Cloud Monitoring Part II: More on Granularity
We introduced some key concepts of cloud monitoring in our blog post earlier this week, namely the three types of data you need to collect to keep an eye on your cloud infrastructure. Today we’ll dive a little further into another factor mentioned: granularity.
The granularity of your cloud monitoring data is how often you record the state of each metric. This can significantly change the visibility into your environment, as not having a granular enough view averages out potential problems to the point where they may not appear as a red flag upon troubleshooting review.
Granularity becomes a careful balancing act where collecting too much data taxes your system and negatively effects performance, while not taking the pulse often enough can lead to ineffective cloud monitoring.
Polling Frequency and Data Retention
Almost any cloud monitoring platform that you choose will check vCenter for data using the API, collecting information on system performance, tasks, events, inventory, or any other metric you have configured. The data will be stored at a set rate of granularity, which also involves how long you retain the data.
If you have a decently large virtual data center, storing very granular monitoring data can cost your system performance and incur some storage costs that may not be favorable to your budget (and also performance as your datastores grow).
By default, your system might poll performance data every 10 or 15 minutes. You should try and find a monitoring platform that can be configured to poll more often than this if possible. You might not always configure it for a more frequent setting, but the data is valuable to have. vSphere often faces a lowest polling frequency of five minutes, but the vSphere API also enables 20 second data points for the previous five minutes, which ends up being about 15 data points.

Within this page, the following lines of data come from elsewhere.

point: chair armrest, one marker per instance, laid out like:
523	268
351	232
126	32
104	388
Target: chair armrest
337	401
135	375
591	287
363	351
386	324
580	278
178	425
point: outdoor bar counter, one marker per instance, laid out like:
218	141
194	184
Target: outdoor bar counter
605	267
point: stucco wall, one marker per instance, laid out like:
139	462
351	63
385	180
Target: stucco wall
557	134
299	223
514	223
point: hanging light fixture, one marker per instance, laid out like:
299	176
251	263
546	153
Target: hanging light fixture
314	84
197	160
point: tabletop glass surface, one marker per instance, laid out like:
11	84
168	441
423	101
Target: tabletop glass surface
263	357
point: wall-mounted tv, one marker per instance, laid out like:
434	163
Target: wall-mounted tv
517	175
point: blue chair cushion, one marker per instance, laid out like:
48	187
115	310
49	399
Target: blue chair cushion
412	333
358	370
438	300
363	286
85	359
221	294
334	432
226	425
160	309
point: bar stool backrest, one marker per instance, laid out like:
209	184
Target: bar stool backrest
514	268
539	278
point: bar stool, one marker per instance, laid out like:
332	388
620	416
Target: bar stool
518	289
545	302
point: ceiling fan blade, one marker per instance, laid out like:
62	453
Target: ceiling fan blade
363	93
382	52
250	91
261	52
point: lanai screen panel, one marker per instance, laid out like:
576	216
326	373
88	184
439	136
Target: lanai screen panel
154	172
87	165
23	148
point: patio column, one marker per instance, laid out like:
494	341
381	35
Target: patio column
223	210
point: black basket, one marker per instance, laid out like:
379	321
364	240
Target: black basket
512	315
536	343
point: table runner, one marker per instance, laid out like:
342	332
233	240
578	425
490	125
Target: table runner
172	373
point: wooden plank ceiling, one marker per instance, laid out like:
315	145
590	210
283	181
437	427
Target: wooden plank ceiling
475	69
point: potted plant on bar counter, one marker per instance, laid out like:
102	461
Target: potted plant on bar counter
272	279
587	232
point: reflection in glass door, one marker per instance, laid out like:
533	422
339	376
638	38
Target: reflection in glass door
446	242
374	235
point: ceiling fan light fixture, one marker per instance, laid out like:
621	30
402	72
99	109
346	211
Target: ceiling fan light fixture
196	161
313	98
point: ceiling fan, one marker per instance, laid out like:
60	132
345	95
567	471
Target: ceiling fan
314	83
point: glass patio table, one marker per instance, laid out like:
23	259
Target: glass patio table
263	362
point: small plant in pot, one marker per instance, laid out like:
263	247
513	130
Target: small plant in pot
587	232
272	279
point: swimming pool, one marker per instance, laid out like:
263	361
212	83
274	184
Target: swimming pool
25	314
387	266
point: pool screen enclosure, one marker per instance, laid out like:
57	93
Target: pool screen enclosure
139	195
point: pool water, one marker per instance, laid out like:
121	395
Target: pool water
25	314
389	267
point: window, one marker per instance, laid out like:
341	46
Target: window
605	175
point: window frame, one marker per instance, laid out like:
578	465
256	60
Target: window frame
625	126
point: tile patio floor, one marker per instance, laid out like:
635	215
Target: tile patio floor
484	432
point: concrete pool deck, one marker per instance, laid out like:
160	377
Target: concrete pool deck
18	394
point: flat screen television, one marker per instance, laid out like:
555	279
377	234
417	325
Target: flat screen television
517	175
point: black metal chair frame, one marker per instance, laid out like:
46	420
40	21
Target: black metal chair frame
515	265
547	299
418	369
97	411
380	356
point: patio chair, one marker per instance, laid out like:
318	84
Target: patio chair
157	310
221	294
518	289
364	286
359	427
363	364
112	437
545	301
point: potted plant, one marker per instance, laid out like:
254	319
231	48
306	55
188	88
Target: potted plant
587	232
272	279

That doesn’t sound like a lot of data to store, but if your environment is even mildly complex, you will want to monitor anywhere from ten to dozens of metrics. For practical purposes, after a few days you’ll likely change more granular data into a rollup report that instead contains hours or days in summary form.
This can lead to problems down the road when trying to analyze a resource utilization spike, for example. If your granularity is set at five minute intervals, a CPU utilization spike might appear at 110% during a specific five minute interval. But if you switch to an hourly rate, that CPU spike now appears at 60%, and you only know that it occurred at some point during a given hour. Once you are in the day range of granularity, it can be very difficult to pinpoint where and why a system began to perform poorly.

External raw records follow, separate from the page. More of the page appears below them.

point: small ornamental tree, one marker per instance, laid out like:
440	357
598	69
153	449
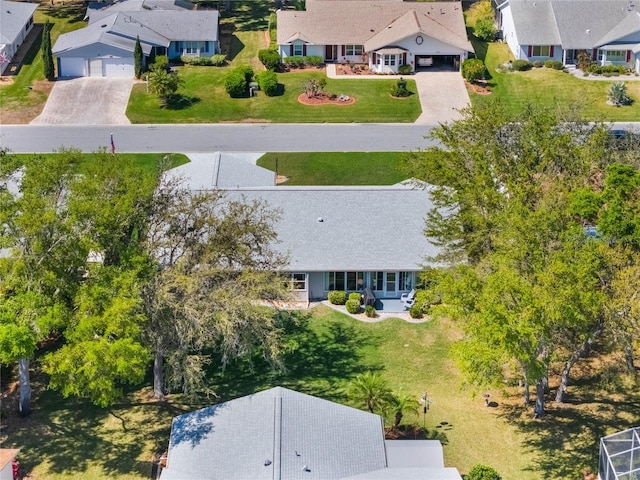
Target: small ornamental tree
618	94
270	58
268	82
137	58
473	70
47	55
482	472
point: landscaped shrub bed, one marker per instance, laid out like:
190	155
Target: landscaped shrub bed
302	62
521	65
337	297
215	61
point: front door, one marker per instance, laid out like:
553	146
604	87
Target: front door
391	284
330	52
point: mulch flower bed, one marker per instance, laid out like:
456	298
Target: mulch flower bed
324	99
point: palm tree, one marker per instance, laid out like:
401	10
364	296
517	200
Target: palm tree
402	404
371	390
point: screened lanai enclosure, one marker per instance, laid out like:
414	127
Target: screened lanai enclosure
620	456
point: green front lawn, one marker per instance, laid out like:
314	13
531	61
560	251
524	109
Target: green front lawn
548	87
204	100
341	168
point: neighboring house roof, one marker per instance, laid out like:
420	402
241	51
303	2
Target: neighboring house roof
343	22
274	434
574	24
119	27
328	228
13	17
280	434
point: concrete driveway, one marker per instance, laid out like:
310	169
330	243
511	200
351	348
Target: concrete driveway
442	95
87	101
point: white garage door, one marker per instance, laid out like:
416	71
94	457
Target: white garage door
72	67
118	67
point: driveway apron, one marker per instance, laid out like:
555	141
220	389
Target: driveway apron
87	101
442	96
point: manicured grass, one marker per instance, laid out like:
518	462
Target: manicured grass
67	438
550	88
342	168
204	99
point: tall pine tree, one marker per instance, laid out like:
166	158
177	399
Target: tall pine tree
47	55
137	58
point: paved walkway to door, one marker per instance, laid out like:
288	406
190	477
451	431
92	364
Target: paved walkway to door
442	93
87	101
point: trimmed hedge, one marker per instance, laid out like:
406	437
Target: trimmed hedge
214	61
521	65
337	297
268	82
353	306
270	59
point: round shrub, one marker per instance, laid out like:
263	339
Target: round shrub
521	65
270	59
353	306
268	82
482	472
235	83
337	297
473	70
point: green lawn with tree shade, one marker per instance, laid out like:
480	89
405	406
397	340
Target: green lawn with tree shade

Experiment to see at what granularity performance might be impacted in a test environment. If your application is not mission-critical, you may not need as granular of data. If it is in a steady-state, you’re less likely to see strange spikes, and would likely catch an anomaly over a longer period of time. If you’re planning on some change management in the near future, you might want to dial up the granularity to see at what point the metrics were affected by your changes. Ultimately, the optimal granularity is an individual choice based on the state of your virtual machine(s), the application at hand, and your available resources and budget.